Donovan commented on a similar pattern of appreciation in most people who take notice of Love Your Melon’s products.
“Everyone loves the hats,” she said. “They also love it when they realize they can buy the hats and help out (charities associated with childhood cancer).”
The UW-Eau Claire crew has 20 members and is in its second year of holding an occasional booth in Centennial. Flyers at the booths contain information about the program and are handed out to interested students, Donovan said.

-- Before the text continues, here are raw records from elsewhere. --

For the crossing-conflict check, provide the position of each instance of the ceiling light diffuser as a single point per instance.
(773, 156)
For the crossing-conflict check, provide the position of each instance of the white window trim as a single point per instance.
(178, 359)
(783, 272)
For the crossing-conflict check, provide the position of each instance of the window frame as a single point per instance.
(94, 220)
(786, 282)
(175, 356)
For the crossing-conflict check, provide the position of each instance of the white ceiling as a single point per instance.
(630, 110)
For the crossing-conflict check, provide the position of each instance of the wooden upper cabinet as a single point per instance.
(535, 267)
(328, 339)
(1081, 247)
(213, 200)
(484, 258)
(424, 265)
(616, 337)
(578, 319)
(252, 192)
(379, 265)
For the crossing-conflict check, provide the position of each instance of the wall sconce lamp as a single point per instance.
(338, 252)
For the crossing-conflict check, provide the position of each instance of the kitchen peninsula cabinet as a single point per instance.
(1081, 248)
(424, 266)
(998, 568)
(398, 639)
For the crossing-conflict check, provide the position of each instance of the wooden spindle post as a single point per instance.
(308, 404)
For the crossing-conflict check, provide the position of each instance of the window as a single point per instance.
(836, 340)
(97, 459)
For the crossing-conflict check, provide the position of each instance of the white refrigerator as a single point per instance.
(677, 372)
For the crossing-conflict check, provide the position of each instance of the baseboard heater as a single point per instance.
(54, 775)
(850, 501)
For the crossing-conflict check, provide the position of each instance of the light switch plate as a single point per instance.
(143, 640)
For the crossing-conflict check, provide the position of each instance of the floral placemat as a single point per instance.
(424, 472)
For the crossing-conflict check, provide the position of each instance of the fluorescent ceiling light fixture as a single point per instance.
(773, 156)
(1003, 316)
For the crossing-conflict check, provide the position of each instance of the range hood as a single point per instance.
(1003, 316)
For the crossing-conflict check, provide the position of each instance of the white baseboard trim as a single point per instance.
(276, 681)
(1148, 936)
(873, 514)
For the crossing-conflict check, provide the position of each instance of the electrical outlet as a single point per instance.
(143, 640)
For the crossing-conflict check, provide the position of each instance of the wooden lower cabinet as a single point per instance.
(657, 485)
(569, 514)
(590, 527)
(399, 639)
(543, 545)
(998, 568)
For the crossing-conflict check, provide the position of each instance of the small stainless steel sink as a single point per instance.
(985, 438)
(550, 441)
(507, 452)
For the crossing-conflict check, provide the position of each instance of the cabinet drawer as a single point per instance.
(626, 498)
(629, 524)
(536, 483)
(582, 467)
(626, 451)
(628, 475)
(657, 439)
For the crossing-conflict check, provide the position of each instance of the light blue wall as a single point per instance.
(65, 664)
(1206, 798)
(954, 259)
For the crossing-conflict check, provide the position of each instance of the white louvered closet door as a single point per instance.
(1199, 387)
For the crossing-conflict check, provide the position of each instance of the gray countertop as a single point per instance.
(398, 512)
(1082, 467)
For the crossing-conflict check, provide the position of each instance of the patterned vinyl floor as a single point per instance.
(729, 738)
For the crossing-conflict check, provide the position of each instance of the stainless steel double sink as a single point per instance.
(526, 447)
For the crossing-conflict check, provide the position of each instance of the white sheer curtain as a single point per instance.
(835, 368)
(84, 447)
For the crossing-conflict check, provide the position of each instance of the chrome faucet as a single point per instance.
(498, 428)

As the Eau Claire crew has grown in popularity, Donovan said she has accrued a waiting list, as well as a volunteer list.
The 20 crew members are some of the 2,500 throughout the nation, according to the Love Your Melon website.
Four Eau Claire crew members attended Joshua’s Camp last week. Dressed as superheroes, they donated fifty hats to six different families, all of whom have a child battling cancer.
The Love Your Melon website describes the buy-one-give-one plan that was used before the current model. Originally, when people purchased a Love Your Melon hat, campus ambassadors would deliver a hat while dressed as superheros to children at hospitals.
While Love Your Melon now allocates half of its profit to charitable purposes, hats are still donated based on request.
Over 45,000 hats have been delivered to children battling cancer.
“One of my passions is children and their health,” Donovan said. “… and this is a fun, creative way to help out.”